Following the devastating earthquake in Japan, many people were made aware of the importance of tectonic plates and the role that they play in causing earthquakes. A good earth’s tectonic plates map will outline the seven primary tectonic plates, but it may not show the entire picture. This is because plate tectonics encompasses a more detailed study than just the major plates. There are seven primary tectonic plates in the world, but there are also seven secondary plates and sixty tertiary plates, for a grand total of more than seventy tectonic plates.
Each tectonic plate is approximate 60 miles thick and composed primarily of either continental crust or oceanic crust. These plates are part of the Earth’s lithosphere which is comprised of the upper mantle and the crust. The boundaries between plates are where major earth activity occurs, such as volcanoes, earthquakes and the formation of mountains and ocean trenches. There are three different types of plate boundaries: conservative transform boundaries, convergent boundaries (also known as collisional boundaries), and divergent boundaries which are often referred to as spreading centers.
Because plate tectonics is still a relatively new science (having replaced the theory of continental drift in the late 1950s and early 1960s), there is some dispute about the actual categorization of plates into the three levels. Most experts do agree that there are seven primary plates that make up the majority of the earth’s surface and the Pacific Ocean. These plates are the African Plate, the Antarctic Plate, the Eurasian Plate, the Indo-Australian Plate, the North and South American Plates, and the Pacific Plate.
The seven econdary plates are much smaller. They may appear on a map of major tectonic plates, but it is easy to see that they are insignificant in terms of land mass, with the exception of the Arabian Plate. The other six secondary plates are the Caribbean, the Cocos, the Juan de Fuca, the Nazca, the Philippines Sea, and the Scotia.
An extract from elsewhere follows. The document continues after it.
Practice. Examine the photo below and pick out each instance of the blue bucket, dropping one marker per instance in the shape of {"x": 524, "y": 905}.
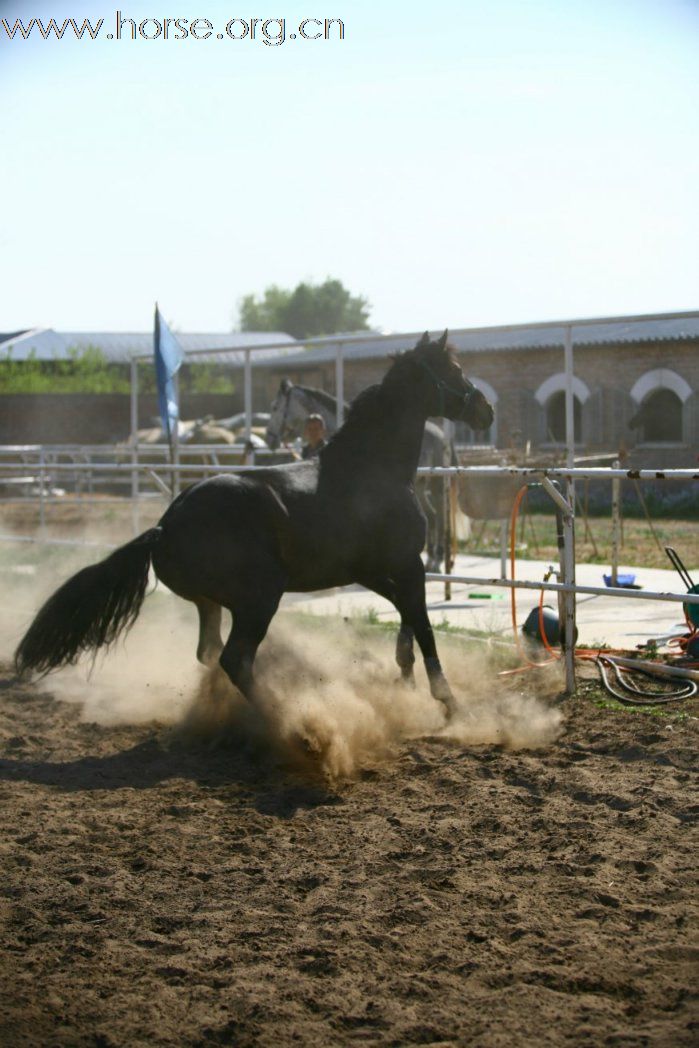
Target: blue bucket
{"x": 623, "y": 581}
Almost all the tertiary plates are microplates, very small in a global sense. Scientists are still arguing over whether these tiny plates should be considered separate or as part of the major plate with which they are associated. There are a few tertiary plates that are considered major and are rifting apart. These are the Capricorn and Indian Plates of the Indo-Australian and the Nubian and Somali Plates associated with the African. Most of the 14 major plates, have 1-5 tertiary plates associated with them. The largest groupings are the Eurasian Plate, which has 17 of these microplates; the Pacific Plate, with 14 tertiary plates, and the Indo-Australian Plate, which has 10 tertiary plates. The Arabian, Nazca and Scotia Plates do not have any recognized tertiary plates.